The Spaniard is hoping for a marked improvement against the clock after slipping off the Tour de France podium last year following the stage 19 time trial. "I have corrected the position of the handlebars and we have verified that we can improve in the race against the clock," explained Sastre. "I hope that all these changes are translated soon on the road and they allow me to yield less time with respect to the specialists."
Sastre's first competitive outing will be the Clasica de Almeria one day race on March 4 followed by the Vuelta Ciclista a Murcia from March 7-11.
Hansen: Relaxed approach to ToC
The man who won the Crocodile Trophy can also conquer the hills of San Francisco. Adam Hansen celebrated his T-Mobile debut with a surprising sixth place in the prologue of the Tour of California on Sunday. Cyclingnews' Susan Westemeyer caught up with him.
Hansen is known for his love of technology and how it can help him become a better cyclist but did without all those special aids on Sunday afternoon, deciding not to use a time trial bike. "I just used my normal road bike with shallow spoke wheels. So it was no disc, no aero-bars, no front aero wheels, nothing," he noted. "I went with a pretty relaxed view into the race as it was my first one."
It helped, too, that sport director Ralf Aldag and team manager Bob Stapleton supported an 'easy does it' approach to California for the 25 year-old. "With having Ralf and Bob there to tell me there was no pressure, it was a very relaxing feeling," described Hansen of the pair's support.
On Sunday, Hansen was the 17th rider to roll off the ramp and by the end of the 3.1 kilometre stage, the Cairns-born Australian had posted a time good enough to claim sixth position in the final wash up.

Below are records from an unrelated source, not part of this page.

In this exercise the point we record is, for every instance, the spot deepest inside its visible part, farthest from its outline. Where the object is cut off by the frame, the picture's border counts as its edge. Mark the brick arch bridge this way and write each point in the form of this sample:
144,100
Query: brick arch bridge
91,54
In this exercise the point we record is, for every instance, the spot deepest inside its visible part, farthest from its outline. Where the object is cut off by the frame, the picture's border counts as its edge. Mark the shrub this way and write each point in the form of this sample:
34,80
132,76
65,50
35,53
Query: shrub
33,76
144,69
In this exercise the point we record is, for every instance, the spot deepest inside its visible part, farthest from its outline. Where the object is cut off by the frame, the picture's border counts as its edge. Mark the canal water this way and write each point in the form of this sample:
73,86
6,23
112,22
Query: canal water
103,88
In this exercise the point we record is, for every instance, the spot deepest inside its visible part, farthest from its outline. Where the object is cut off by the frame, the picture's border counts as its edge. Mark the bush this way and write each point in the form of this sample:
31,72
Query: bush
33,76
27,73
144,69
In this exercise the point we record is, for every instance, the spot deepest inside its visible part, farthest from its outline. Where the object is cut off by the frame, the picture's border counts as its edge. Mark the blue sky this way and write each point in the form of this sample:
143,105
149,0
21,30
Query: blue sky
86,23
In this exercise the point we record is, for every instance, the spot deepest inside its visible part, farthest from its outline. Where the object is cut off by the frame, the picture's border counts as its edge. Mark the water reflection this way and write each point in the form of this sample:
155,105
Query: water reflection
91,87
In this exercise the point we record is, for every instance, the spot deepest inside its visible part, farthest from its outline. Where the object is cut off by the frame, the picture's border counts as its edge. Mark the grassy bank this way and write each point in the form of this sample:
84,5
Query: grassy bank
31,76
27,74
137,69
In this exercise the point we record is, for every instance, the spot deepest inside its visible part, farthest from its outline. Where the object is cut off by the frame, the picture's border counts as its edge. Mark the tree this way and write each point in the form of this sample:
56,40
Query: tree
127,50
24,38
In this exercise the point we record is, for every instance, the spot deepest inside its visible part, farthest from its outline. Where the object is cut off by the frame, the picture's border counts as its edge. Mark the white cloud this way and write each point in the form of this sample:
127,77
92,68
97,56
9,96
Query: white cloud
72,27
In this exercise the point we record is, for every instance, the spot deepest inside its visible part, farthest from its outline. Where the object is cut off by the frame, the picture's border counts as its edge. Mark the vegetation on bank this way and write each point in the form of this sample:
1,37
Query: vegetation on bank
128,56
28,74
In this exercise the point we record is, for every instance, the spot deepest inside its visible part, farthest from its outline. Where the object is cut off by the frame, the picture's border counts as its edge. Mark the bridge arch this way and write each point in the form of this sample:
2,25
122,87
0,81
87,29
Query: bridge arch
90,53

Even in such a short prologue, pacing oneself is of ultimate importance, especially when it features such a nasty climb to the finish line. As a former triathlete Hansen is well accustomed to pacing himself over a distance and it was this experience that he feels brought him home as the top T-Mobile rider on the stage.
For the full Tour of California feature, click here.
Astana for Algarve
Andreas Klöden and Matthias Kessler will make their debuts for Team Astana this week in the Volta ao Algarve. The race starts today in Albufeira and runs for five stages.
The full lineup is as follows: Antonio Colom, René Haselbacher, Sergeï Ivanov, Benoît Joachim, Matthias Kessler, Andreas Klöden, Gennady Mikhailov and Gregory Rast.
Race etiquette in California
With this year's Tour of California attracting massive crowds - an estimated 280,000 fans lined the streets of San Francisco for Sunday's prologue - the race organisers are reminding spectators of the need for "race etiquette and conscientious behaviour" whilst visiting the event.
"We are guests in the communities we race through and are only borrowing the road," said Assistant Technical Director, Chuck Hodge. "If our race entourage and the race spectators show courtesy and enthusiasm along the route, it will go a long way towards helping the sport of cycling become even more accepted."
Aside from the obvious need to keep off the course while 144 cyclists come hurtling past, the organisers are asking that fans use "sidewalk chalk" instead of paint to write messages on the road and also keep dogs and small children firmly leashed and under control.
Last year an estimated 1.3 million spectators came out to watch the race and organisers are expecting even larger crowds this time round with 12 cities hosting the race along a 650 mile route.